According to state-run newspaper Al-Ahram, the article stipulates that that a penalty of no less than one year’s imprisonment and a minimum fine of LE500,000 will be imposed on any ISP refraining from implementing a decision issued by the Criminal Court to block any of sites representing a ‘threat to Egypt’s national security’.
In March, Parliament’s Communication Committee approved of three articles of the cyber-crimes bill in a move which paved the way to the legalization of the state’s blockage of hundreds of websites that the government claims threatens the country’s national security.

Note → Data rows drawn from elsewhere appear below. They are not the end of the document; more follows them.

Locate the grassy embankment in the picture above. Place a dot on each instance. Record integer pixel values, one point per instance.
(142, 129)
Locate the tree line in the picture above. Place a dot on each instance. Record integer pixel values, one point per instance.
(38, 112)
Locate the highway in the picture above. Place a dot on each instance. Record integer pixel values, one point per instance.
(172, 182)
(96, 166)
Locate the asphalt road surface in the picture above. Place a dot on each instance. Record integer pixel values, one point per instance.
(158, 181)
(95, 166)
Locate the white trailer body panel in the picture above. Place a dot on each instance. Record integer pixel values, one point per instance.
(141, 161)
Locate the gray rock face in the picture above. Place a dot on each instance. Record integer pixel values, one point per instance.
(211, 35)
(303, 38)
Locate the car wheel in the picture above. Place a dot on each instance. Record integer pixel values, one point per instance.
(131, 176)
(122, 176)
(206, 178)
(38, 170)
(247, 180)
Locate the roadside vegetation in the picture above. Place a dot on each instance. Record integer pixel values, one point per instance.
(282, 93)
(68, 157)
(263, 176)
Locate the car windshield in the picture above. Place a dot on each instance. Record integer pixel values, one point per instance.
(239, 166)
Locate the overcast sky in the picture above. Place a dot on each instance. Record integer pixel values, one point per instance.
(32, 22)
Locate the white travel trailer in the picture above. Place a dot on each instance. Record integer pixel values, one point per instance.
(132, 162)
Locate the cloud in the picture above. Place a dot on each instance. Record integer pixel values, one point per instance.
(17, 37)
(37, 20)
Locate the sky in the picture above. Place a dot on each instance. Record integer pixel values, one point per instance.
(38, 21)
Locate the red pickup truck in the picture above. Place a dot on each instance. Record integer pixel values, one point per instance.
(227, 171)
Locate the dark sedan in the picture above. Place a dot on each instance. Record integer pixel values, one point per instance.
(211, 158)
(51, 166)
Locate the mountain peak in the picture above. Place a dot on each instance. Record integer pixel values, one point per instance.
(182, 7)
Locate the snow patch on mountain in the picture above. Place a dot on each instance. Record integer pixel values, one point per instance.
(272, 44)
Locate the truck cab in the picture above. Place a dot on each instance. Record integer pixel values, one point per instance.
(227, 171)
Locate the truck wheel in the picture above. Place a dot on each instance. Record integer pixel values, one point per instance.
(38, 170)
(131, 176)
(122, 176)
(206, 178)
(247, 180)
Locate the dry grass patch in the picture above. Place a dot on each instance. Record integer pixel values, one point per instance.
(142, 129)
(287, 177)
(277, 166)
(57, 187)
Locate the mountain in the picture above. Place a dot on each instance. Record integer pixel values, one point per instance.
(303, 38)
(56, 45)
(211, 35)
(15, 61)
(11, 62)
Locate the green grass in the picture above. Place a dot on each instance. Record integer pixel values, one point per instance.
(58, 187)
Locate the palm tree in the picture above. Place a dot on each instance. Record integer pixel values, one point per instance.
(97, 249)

Article 7 of the law stipulates that the state body assigned to investigate websites allegedly representing a national security threat has the full authority to directly block the websites in question.
However, the law does not clarify which state body is responsible for the task.
Article 7 added that if there is an urgent need to take measures against websites with content of a ‘threatening’ nature against Egypt’s national security. Authorities can directly notify the National Apparatus for the Organization of Telecommunications to block it.
The law further stipulates that after the assigned authority has taken the decision to block a website, a court can refuse to apply the decision.
Article 8 says that administrators of the blocked website can appeal the decision seven days after it has been implemented.
Since May 2017, about 500 websites, including news and human rights sites, have been blocked to the Egyptian public.
Blocked sites includes independent news website Mada Masr, the privately-owned Daily News Egypt, and Qatari-owned news agencies Al-Jazeera, El-Sharq, Al-Raya and Al-Watan, in addition to the US-based HuffPost Arabic.